77. Bölüm - Silahın Ötesinde

23K 848 606
                                    



Söz konusu şarkının sözlerini asla anlamamanız dileğiyle... Küçük bir sürpriz. İyi okumalar...

Yapamıyordum.

Alnıma dayadığım tetiği çekemiyordum.

En güzel halimle, aynadan yansıyan mutsuz, yaralı yüzüme bir türlü kıyamıyordum.

İçten içte o intikam ateşi yiyor hala beni, delirmiş olsam da bana yapılanların farkındayım. Neredeyse bir şehir dolusu insanı nefretini kazanmıştım, hepsi çökmem için elinden geleni yapmıştı, harcamıştı beni. Delirtmişlerdi en sonunda. En çok da bu yüzden kendime kıyamıyordum. Kimsenin acımadığı, merhamet etmediği bu zavallı kıza acımak istiyordum. Ben sadece on dokuz yaşındayım, kime bu kadar kötülük yapmış olabilirim ki? Ben sadece kendi canımı yaktım.

Babasının küçük kızı, Avşar Hancızade. Henüz on dokuzunda, ama küçük mü sahiden?

Ya çektiği acılar? Küçük mü sahiden?

En çok koyan da, beni bu hale getiren en büyük şeyin, şu anda aşık olduğum adam olmasıydı.

Aşık olduğum adam...

Beni delirten, gençliğimi, mutluluğumu, masumiyetimi söndüren adam.

Masumiyet neydi?

Bacak arasının içinde bulunan incecik zar mıydı masumiyet? İlk sarhoşluk muydu? Neydi masumiyet? Ne zaman kaybetmiştim onu? Tanımadığım bir herifle öpüşürken mi? Bana dokunmasına izin verirken mi? Bana iyilik yapan komşu çocuğunun yatağına girerek mi?
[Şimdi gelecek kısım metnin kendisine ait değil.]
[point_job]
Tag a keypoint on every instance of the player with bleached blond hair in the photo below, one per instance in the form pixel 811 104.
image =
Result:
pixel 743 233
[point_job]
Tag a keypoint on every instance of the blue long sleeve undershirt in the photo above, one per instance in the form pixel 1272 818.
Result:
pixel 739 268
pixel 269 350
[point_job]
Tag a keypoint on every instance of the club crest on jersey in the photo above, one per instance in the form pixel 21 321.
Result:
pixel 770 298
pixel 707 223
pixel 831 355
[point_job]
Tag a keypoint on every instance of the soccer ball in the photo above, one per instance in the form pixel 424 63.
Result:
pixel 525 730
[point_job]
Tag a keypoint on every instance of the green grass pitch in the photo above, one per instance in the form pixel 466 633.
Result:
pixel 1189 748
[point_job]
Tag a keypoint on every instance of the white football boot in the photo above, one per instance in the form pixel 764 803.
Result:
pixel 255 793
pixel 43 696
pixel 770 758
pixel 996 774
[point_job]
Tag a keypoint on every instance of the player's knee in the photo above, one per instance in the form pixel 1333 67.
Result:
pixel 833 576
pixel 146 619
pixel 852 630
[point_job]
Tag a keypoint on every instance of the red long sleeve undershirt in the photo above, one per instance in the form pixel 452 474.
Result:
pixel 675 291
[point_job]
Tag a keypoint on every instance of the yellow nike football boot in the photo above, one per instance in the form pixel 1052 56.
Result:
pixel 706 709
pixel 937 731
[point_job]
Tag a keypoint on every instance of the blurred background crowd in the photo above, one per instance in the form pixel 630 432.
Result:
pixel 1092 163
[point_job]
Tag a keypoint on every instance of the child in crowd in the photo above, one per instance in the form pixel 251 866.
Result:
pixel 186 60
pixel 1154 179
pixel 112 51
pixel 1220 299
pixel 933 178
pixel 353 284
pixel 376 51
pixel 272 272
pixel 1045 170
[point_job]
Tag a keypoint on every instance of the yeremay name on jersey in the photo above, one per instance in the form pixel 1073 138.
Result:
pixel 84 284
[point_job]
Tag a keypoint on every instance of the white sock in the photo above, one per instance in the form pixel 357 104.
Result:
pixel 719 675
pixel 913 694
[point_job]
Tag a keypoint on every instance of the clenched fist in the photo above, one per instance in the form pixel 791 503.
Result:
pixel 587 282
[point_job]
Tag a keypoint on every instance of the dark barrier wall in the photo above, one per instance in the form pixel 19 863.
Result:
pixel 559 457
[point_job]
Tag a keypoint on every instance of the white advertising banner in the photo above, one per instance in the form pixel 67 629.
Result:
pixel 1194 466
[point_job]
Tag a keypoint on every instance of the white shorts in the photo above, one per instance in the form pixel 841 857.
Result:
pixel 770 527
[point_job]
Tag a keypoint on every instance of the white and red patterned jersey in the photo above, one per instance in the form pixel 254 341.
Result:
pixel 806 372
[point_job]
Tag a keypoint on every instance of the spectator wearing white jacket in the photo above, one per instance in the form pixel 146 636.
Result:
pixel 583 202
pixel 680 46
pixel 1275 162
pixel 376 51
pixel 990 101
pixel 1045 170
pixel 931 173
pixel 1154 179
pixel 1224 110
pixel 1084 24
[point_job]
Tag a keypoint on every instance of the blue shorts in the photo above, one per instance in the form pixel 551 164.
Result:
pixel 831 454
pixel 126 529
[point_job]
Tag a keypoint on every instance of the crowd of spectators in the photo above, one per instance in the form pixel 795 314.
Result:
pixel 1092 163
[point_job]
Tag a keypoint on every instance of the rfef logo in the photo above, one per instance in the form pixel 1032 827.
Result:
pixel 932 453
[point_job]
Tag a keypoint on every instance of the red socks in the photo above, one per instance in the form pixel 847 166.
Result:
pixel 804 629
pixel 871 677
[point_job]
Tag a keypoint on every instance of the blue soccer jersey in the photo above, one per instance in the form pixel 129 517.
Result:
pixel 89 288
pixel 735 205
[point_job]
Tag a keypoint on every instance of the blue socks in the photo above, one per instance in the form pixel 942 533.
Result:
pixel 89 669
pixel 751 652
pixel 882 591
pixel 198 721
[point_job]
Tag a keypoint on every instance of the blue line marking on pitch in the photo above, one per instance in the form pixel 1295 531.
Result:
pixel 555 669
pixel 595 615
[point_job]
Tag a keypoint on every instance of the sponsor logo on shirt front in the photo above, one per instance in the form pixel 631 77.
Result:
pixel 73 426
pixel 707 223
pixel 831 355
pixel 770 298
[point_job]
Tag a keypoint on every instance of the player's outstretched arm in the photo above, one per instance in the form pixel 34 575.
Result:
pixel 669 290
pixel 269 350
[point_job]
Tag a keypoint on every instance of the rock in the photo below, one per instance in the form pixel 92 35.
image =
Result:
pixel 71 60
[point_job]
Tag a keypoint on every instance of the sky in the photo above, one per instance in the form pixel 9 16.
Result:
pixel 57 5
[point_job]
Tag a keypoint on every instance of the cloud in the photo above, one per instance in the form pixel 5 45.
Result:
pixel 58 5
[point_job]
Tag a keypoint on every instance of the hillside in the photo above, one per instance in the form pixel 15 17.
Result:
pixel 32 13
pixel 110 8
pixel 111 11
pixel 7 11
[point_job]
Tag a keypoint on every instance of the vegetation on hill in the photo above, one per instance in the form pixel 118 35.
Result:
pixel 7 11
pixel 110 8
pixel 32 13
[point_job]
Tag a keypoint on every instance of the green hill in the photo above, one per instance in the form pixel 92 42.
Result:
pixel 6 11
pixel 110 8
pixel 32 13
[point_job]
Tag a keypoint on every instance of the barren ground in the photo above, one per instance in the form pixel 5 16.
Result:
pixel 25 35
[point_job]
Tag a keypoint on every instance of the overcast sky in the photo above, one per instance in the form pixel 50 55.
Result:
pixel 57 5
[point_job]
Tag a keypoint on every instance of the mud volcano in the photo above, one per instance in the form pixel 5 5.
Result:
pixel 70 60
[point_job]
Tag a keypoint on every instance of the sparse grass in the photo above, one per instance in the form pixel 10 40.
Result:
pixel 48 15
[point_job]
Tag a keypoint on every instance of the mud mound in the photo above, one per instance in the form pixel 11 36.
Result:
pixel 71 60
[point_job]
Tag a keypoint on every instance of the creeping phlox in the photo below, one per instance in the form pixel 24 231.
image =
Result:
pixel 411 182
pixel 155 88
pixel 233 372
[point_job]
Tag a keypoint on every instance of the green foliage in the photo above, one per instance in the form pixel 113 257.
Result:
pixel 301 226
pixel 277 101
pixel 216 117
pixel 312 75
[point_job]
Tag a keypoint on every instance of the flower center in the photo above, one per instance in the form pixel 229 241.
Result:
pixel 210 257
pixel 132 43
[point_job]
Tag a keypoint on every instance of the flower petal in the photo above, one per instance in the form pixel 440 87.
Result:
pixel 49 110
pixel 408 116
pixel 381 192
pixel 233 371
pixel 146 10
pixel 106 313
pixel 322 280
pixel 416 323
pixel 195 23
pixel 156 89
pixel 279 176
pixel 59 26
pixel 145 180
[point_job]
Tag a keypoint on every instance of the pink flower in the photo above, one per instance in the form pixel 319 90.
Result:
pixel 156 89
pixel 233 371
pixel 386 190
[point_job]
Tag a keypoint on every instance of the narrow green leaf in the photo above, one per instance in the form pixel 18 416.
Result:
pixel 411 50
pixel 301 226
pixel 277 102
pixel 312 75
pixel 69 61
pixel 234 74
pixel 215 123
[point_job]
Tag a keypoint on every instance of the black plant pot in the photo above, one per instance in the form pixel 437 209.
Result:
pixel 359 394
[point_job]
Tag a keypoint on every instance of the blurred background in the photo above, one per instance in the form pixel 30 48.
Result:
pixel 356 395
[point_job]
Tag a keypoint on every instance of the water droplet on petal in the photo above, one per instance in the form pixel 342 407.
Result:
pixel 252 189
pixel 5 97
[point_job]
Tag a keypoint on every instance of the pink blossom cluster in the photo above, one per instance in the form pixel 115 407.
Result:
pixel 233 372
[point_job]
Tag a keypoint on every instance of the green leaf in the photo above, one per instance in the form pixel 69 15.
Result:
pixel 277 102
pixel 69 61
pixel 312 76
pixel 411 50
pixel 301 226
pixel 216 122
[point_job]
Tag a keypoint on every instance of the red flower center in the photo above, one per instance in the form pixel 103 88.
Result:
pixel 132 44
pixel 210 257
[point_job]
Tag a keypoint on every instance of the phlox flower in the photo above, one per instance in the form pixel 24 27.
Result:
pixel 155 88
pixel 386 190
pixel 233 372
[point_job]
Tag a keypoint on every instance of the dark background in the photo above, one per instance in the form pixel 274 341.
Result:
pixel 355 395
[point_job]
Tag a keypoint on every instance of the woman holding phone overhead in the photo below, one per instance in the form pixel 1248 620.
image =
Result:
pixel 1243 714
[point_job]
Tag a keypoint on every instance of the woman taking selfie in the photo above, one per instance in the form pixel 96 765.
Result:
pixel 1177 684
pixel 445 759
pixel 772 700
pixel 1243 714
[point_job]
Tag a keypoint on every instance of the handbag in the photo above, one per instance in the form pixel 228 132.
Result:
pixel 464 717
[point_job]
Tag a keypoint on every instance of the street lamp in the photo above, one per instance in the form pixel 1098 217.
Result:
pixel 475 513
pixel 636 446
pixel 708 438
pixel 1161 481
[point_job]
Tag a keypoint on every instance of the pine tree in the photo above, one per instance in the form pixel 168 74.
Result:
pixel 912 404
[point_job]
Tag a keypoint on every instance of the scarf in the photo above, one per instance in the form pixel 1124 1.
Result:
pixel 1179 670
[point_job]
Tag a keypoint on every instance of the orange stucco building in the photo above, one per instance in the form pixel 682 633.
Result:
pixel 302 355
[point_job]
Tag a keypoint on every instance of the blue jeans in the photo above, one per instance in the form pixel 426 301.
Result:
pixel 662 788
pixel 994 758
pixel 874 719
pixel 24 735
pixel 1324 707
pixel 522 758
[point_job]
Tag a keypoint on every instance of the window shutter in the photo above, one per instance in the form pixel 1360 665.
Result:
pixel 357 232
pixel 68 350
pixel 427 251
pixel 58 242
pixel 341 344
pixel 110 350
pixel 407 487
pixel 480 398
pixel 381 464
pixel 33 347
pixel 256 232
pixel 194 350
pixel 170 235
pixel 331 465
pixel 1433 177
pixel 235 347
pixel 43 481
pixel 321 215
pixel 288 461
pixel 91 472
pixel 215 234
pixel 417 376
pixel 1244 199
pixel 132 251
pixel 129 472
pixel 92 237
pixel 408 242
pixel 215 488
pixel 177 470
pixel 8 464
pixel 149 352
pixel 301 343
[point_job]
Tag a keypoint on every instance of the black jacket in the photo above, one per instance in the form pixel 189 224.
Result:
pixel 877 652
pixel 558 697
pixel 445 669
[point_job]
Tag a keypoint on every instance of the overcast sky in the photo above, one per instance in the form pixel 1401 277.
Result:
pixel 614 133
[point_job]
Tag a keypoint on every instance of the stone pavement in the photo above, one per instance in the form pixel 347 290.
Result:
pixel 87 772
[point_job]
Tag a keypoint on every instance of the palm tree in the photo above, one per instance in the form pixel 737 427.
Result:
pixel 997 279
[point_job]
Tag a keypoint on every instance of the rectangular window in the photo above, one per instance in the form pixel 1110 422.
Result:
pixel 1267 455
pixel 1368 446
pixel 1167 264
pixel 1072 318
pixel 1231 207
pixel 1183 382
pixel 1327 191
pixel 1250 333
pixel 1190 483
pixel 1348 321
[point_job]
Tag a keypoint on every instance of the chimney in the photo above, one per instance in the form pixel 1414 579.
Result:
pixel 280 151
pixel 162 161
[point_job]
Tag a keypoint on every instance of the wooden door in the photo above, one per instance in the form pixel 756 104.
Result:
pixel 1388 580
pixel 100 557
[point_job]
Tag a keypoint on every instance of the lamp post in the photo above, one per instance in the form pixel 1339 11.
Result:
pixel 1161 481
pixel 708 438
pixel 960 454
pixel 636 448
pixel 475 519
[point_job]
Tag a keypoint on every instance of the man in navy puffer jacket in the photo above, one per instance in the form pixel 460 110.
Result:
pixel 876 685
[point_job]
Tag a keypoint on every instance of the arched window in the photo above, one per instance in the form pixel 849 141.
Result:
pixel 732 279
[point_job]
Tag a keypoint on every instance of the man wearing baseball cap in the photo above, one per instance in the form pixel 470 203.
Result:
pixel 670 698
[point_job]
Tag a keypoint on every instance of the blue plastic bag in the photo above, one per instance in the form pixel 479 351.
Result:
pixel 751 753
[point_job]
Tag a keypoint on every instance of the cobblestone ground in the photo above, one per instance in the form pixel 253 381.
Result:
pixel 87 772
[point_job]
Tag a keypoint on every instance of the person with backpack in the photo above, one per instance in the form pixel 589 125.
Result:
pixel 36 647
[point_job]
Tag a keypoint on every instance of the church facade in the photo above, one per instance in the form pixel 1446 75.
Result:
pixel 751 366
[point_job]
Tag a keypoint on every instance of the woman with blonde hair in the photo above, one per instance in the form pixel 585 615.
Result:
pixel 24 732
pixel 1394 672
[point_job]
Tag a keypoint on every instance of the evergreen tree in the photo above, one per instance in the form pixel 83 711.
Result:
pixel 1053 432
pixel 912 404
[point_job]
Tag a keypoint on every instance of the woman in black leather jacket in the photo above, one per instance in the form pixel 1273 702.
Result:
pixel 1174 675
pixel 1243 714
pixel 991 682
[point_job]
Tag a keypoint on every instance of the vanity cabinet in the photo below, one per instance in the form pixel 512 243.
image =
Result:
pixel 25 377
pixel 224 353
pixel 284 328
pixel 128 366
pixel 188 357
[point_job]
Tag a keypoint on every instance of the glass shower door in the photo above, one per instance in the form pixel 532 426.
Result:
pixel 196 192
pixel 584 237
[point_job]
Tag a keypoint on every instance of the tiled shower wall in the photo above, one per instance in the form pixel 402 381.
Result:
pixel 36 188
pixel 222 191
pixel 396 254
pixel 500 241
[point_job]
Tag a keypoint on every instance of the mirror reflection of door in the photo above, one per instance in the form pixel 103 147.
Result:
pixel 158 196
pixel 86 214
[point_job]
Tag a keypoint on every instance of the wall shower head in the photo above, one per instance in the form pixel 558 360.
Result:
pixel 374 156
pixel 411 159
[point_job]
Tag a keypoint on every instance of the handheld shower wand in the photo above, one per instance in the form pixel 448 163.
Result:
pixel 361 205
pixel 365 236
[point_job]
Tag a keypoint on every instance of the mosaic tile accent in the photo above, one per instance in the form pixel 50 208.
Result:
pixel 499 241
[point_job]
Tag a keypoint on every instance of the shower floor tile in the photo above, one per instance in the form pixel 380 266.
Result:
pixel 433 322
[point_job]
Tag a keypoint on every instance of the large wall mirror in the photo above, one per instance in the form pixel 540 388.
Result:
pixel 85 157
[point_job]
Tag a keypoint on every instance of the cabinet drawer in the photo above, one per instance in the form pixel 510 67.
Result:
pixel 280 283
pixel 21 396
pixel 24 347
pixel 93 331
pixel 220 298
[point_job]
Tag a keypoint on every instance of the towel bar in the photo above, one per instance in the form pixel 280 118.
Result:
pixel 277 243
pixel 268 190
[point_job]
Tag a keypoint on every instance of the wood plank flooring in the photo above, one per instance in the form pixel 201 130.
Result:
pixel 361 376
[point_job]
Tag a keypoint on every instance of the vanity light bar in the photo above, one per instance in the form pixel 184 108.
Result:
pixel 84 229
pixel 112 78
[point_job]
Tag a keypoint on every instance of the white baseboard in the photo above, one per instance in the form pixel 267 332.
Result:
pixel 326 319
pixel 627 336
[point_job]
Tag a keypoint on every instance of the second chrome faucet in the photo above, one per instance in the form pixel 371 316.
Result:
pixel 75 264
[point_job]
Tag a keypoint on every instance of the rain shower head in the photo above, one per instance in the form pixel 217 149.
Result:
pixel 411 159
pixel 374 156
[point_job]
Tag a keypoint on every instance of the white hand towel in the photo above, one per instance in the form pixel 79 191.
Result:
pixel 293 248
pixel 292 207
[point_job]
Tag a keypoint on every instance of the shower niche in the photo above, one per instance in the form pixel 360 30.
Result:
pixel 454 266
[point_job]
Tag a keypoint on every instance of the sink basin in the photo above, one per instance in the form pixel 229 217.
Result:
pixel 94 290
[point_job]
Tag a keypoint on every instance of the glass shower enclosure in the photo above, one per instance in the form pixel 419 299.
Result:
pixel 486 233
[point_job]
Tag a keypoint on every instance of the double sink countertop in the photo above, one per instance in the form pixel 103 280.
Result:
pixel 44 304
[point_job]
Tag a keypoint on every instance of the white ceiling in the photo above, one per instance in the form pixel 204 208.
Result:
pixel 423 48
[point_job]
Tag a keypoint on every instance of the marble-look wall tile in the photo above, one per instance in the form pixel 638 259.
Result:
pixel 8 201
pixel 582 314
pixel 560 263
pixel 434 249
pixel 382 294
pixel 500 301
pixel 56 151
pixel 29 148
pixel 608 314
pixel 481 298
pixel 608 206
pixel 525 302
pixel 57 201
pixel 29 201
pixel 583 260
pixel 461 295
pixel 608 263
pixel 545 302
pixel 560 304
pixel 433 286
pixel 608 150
Yoksa ilk cinayeti işleyerek mi?

Koray cinayet işlememi sağlamıştı. Ben silahı ilk kez ateşleyip karşı tarafın sahip olduklarını aldığım zaman masumiyetimi kaybetmiştim; ve ben masumiyetimi en çok, bir başkasına zarar verirken aldığım hazda kaybetmiştim. Ben katilimin yatağına girdiğim zaman masumiyetimi kaybetmiştim.

Bunu kendime yapacak mıyım sahiden?

Evet, delirdim. Bir sürü insanı öldürdüm, istemiş veya istememiş olmanın bir önemi yok. Kötülüğe neyle başladığımın bir önemi yok, sonucunda bir sürü insan ölmüş ve can yanmışsa hiç önemi yok.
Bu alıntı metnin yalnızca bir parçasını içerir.